Conservative MP Michelle Rempel says that it’s past time for the federal government to impose serious data and privacy regulations on big tech, and she has plans to use the minority parliament in Ottawa to force the issue.
On Friday, Rempel was officially appointed as the official opposition shadow minister for innovation, science and industry, just a few days after privacy commissioners in Ottawa and British Columbia concluded a lengthy investigation into a Canadian company implicated in the Cambridge Analytica privacy scandal.
The probe found that B.C.-based AggregateIQ had broken privacy laws in its handling of a massive trove of Facebook data that was used for political messaging purposes without proper consent, but that the regulators had no power to levy fines against the firm.
Rempel called the lack of fines a failure of government and said returning minister Navdeep Bains — whose Liberal government released a Digital Charter in the run-up to the federal election laying out a series of broad intentions such as “A level playing field” and “Strong Enforcement and Real Accountability” — has failed to enact meaningful regulation.
“We’re beyond that. I mean, you have to look at Google in the same way we’d look at a company like Monsanto or DuPont in terms of regulating their operations to make sure that the environment is safe while jobs are created. Just the context is different,” Rempel said.
“The AggregateIQ outcome is a perfect example of this failure. Because if the Digital Charter actually worked, or had any sort of teeth to it, you and I wouldn’t be having this conversation.”
The Financial Post made multiple interview requests to Bains’ office in the wake of the AggregateIQ report, but the minister was not made available.
“Our competitiveness depends on our ability to use digital innovation to harness the power of data, but not at the expense of Canadians’ trust,” spokeswoman Dani Keenan said in a statement sent on Bains’ behalf. “That’s why, earlier this year, Minister Bains unveiled Canada’s Digital Charter, which outlines 10 key principles for continued Canadian leadership in the digital and data driven economy.”

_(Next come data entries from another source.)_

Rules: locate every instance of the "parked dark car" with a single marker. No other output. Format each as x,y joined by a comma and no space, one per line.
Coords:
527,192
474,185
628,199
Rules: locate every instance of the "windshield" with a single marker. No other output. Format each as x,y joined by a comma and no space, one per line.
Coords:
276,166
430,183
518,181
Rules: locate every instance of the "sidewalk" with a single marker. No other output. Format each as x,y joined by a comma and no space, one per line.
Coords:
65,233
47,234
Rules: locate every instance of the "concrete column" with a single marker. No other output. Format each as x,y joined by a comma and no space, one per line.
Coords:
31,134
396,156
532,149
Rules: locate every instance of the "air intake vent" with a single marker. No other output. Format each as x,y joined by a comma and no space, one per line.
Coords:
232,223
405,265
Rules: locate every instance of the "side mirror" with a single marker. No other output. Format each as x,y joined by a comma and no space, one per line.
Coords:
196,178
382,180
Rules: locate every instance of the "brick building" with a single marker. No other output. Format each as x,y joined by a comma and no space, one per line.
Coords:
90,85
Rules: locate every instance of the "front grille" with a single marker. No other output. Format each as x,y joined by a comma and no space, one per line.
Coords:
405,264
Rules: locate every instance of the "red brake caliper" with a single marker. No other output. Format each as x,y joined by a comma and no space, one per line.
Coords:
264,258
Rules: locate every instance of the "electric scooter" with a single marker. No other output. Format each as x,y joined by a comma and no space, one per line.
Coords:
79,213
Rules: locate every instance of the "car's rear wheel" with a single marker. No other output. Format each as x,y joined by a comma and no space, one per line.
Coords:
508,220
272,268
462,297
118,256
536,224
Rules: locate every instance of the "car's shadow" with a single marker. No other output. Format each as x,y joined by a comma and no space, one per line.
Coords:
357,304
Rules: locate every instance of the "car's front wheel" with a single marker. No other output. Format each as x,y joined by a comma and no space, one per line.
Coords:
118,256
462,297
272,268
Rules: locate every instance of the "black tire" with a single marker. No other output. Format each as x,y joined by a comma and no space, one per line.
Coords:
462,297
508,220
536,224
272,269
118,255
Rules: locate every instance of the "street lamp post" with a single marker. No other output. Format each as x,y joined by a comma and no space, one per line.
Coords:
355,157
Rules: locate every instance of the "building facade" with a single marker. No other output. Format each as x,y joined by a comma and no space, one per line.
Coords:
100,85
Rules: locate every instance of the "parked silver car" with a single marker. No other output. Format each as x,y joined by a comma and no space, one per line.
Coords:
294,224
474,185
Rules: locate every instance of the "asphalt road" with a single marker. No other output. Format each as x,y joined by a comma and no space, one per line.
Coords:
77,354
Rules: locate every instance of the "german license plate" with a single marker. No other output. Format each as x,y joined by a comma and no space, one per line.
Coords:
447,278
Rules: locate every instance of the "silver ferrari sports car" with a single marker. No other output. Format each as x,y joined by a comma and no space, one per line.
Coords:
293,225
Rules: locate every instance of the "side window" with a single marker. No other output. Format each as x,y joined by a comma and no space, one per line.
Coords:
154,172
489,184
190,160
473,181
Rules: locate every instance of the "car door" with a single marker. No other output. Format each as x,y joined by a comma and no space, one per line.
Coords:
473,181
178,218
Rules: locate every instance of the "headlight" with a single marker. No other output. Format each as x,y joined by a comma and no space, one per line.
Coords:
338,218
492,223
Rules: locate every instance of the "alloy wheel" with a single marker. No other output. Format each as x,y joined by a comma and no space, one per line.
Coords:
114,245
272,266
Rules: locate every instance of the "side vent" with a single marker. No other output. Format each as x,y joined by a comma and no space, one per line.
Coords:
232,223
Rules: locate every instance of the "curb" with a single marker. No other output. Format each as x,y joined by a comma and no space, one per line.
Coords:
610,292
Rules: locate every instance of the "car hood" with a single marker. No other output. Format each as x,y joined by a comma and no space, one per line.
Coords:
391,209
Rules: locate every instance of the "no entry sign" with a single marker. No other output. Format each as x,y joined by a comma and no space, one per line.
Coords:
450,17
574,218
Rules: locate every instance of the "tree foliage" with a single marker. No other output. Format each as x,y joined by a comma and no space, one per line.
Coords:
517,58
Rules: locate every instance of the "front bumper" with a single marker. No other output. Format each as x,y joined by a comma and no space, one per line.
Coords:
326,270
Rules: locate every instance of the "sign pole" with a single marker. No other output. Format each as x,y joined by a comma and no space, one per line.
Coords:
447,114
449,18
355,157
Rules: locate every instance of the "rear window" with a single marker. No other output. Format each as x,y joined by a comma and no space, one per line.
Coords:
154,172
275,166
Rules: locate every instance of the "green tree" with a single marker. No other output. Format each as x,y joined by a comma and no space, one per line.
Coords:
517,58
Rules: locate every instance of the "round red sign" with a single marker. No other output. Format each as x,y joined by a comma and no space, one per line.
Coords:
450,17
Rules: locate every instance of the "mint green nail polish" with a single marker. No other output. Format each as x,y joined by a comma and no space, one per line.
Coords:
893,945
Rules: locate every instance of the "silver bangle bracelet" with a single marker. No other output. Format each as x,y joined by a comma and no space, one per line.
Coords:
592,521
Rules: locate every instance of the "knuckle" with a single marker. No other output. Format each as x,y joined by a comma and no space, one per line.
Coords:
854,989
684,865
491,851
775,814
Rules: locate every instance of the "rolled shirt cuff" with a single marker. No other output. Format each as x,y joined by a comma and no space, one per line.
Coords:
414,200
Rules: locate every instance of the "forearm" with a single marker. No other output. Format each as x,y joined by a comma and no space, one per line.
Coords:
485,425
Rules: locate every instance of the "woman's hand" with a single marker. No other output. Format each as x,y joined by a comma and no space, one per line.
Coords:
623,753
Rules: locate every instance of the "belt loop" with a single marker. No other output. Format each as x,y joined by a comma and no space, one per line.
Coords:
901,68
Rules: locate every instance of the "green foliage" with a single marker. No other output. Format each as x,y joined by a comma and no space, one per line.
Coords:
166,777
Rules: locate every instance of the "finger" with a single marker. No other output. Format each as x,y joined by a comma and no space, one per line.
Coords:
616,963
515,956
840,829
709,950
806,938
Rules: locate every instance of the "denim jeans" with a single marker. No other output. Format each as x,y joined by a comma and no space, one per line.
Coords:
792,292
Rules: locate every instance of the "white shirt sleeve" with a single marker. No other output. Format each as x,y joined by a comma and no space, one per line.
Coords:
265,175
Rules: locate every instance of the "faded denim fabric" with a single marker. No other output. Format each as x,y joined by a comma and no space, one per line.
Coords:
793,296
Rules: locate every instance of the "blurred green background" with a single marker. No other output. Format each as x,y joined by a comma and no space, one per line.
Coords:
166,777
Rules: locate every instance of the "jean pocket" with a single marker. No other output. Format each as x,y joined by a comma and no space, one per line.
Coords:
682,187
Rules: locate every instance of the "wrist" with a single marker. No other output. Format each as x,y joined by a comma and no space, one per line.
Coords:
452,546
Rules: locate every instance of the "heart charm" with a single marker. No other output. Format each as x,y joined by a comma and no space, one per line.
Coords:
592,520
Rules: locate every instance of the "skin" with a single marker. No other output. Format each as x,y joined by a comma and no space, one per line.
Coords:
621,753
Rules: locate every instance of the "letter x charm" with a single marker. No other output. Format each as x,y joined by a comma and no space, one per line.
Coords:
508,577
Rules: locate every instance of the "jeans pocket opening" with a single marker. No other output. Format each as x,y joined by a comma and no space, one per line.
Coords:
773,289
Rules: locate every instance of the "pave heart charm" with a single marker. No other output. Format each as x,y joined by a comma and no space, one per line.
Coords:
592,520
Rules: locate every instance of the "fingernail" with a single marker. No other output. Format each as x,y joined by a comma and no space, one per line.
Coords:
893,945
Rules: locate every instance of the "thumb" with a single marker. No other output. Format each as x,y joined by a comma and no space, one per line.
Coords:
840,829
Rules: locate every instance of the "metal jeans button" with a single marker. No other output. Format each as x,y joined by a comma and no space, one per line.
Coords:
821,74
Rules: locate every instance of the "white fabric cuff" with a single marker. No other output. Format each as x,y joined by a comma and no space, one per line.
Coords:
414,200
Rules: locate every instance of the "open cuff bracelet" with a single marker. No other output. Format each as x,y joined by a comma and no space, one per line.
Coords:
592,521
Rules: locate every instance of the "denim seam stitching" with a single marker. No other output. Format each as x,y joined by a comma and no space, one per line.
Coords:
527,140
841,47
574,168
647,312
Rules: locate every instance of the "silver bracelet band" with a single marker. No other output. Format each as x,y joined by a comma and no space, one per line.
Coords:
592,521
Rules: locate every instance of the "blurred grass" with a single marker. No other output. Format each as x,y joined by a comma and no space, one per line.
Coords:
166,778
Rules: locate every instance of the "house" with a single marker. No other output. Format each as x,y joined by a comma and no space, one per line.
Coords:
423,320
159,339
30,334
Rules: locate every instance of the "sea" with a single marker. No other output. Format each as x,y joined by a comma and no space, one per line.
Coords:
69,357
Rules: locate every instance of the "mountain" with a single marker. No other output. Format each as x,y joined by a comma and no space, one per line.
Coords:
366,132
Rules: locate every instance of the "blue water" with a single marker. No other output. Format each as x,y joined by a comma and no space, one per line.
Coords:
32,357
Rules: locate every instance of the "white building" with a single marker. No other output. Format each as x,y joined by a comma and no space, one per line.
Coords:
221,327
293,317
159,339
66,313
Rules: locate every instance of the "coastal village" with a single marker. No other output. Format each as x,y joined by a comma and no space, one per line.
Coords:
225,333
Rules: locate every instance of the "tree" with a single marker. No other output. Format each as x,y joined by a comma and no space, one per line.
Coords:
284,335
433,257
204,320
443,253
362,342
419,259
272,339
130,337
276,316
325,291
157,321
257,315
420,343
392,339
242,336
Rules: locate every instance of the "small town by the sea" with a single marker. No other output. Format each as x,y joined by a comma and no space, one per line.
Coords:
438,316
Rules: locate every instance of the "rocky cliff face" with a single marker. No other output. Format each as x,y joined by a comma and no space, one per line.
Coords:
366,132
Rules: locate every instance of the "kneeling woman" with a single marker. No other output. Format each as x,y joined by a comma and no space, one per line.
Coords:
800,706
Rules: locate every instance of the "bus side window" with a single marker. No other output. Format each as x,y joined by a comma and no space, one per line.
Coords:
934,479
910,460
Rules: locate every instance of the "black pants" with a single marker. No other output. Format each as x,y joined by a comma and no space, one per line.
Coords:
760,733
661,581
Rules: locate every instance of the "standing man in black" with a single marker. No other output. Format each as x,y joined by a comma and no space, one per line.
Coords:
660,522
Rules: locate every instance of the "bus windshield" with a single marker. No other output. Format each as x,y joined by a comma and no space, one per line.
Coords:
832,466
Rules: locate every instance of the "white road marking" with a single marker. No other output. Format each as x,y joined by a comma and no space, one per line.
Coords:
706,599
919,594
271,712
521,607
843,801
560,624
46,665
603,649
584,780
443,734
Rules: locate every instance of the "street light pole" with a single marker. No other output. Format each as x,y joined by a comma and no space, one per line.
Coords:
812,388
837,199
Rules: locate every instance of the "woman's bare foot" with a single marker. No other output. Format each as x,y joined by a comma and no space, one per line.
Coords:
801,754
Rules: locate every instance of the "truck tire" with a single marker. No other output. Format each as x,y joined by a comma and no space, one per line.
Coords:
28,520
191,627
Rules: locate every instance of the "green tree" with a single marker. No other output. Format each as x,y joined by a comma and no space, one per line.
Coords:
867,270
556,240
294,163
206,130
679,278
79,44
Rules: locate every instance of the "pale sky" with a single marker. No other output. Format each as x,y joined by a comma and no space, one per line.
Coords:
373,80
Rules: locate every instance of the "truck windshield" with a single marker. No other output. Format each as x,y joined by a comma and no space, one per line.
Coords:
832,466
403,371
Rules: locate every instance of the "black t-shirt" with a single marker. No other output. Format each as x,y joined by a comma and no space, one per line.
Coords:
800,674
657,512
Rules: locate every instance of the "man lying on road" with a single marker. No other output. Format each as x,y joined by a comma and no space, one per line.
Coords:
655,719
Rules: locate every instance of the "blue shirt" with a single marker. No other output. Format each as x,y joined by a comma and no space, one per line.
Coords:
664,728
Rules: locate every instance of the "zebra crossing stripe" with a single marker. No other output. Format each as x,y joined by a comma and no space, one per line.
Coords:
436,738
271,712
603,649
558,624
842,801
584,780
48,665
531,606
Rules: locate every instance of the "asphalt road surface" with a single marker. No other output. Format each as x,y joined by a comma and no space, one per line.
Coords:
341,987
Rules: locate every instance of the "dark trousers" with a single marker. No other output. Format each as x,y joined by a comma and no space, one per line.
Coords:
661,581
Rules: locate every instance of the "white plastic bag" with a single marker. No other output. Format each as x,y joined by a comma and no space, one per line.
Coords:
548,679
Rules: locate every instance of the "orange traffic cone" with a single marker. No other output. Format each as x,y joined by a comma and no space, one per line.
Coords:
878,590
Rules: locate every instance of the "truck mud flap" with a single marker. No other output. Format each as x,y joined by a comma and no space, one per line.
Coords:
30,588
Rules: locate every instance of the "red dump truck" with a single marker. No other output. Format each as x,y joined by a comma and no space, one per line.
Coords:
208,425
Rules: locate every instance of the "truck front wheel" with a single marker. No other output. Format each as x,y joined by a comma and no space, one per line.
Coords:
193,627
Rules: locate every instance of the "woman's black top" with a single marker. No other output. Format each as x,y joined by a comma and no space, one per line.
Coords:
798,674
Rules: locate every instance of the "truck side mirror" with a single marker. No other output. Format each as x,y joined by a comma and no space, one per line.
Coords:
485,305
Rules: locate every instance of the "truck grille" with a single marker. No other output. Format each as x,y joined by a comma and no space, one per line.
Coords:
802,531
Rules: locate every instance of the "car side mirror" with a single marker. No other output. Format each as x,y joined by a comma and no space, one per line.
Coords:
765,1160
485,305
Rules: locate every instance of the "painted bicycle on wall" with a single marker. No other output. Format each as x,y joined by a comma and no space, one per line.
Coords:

Around the world, the gold-standard for data and privacy regulation has been GDPR (General Data Protection Regulation), the European regulatory behemoth that caused a lot of excitement in 2018. However, since coming into force the law has faced heavy criticism for being too cumbersome and difficult to enforce.
In the United States, much of the conversation has focused on anti-trust, and the possibility of breaking up the biggest tech companies.
Rempel said she doesn’t favour either of those approaches.
She wouldn’t get into the specific policy proposals the Conservatives plan on putting forward, but she said that the minority parliament gives a chance for opposition parties to drive the agenda.
In particular, she said that using legislative committees to compel documents and civil servant testimony, along with potentially disrupting the budget process, could force the Liberals to act.
“I have some plans for our parliamentary committee. I’ll be reaching out to my opposition critics, from other political parties. And I think that, regardless of political stripe, we should be able to get some consensus on this,” Rempel said.
While she did not want to give away her legislative agenda, one specific idea that Rempel raised is the concept that data and privacy should be valued as forms of labour; we all create data in the course of our lives, and if we put a price on that “work” it could create an economy for data and privacy.
Rempel said that she doesn’t blame tech companies for taking advantage of the regulatory vacuum, but that as a country we need to get serious about setting boundaries for the market.
“In the history of our species, people have always made money where they could. It’s the role of government to say the framework by which that occurs, and protect the individual,” she said.
“And I think the government has abdicated their responsibility in this role.”